12. New England Revolution: No coach has mined the MLS draft more effectively than Steve Nicol. In 2002 he tapped Shalrie Joseph in the second round, and the Grenadan's developed into the league's best defensive midfielder. Two years later Nicol plucked another rough-hewn diamond out of the draft with Clint Dempsey. Then in 2005 the Revs coach landed Michael Parkhurst, arguably the best defender in the league over the last four years. But only one of those players remains (Joseph) -- and Nicol's draft-day magic seems to have faded in recent years. (Wells Thompson?) Gabriel Badilla and Amaechi Igwe will try to fill Parkhurst's central defense role, while young Gambians Kenny Mansally and Sainey Nyassi will provide some flair on the flanks. But last season's late swan dive -- winless in their final six regular season games; first round playoff exit -- seems like an ominous sign for 2009.

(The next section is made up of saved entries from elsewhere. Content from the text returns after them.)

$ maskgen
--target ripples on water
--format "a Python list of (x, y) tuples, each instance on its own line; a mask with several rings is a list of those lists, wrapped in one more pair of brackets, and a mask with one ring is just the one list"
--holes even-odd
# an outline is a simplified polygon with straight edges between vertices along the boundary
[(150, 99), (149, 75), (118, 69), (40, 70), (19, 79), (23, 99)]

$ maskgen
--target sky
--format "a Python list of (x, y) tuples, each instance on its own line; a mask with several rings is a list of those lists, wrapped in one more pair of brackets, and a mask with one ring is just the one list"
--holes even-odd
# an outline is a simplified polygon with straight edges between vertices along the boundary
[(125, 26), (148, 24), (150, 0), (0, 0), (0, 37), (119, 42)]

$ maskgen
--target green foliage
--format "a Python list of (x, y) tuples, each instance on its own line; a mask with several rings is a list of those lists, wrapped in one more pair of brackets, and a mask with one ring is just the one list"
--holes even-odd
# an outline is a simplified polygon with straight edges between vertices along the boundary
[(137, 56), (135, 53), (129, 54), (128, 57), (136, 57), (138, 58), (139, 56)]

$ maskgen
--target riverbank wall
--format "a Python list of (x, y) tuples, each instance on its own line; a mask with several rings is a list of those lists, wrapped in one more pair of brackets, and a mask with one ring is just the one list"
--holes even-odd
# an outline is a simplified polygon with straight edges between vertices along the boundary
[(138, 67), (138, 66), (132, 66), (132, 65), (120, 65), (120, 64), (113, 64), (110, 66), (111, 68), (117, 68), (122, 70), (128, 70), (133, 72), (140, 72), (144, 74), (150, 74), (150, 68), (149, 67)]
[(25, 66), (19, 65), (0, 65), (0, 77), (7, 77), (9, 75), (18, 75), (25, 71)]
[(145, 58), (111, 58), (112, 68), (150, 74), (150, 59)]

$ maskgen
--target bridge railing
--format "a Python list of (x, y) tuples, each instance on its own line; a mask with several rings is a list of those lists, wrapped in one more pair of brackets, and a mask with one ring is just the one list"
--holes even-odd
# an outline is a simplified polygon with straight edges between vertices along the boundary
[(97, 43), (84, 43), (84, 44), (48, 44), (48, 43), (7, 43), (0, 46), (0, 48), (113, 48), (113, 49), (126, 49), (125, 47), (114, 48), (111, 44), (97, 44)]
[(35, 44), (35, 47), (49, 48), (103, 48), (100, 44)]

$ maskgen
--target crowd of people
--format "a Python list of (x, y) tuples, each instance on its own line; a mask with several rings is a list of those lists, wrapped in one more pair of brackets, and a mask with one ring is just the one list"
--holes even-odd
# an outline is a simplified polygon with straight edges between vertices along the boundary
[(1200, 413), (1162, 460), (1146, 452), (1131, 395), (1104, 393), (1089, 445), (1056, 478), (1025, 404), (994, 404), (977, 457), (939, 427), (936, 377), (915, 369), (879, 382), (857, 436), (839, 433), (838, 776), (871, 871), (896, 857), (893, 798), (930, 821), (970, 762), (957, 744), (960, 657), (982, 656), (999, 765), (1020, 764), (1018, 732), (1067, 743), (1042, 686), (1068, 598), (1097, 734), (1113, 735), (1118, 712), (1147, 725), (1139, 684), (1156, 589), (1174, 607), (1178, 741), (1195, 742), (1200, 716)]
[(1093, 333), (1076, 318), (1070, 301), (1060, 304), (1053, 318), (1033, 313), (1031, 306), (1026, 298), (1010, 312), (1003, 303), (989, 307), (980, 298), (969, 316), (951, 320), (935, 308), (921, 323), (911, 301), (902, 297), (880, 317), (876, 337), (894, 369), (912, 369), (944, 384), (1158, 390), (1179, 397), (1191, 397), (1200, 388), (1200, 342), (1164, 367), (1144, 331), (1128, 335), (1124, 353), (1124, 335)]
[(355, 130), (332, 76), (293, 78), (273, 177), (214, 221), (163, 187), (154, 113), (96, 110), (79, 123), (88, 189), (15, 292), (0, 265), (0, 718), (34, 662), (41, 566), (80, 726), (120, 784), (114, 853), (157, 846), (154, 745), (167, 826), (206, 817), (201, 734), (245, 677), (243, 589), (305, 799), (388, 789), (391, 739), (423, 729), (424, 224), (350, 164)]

11. F.C. Dallas: Every year I think Dallas is going to be the surprise squad of the campaign -- and every year they end up playing thoroughly mediocre soccer and exiting the playoffs early. This year they won't have to worry about the playoffs. Similar to most other teams destined for the bottom of the table, the chief problem is defense. Duilio Davino may have proven a monumental bust in anchoring the back line, but that doesn't mean the team should throw up their hands in despair and hand the keys to Aaron Pitchkolan. The Dallas midfield -- which seems to turn over every off-season -- should prove a more interesting experiment. The marquee signing is playmaker David Ferreira, a veteran of the Colombian national team and Brazilian club Atletico Paranaense. He'll be joined by promising youngster Andre Rocha and savvy veteran Dave van den Bergh. Up top Dallas boasts two of the most prolific goal scorers in MLS history -- Jeff Cunningham (104 goals) and Kenny Cooper (33 goals).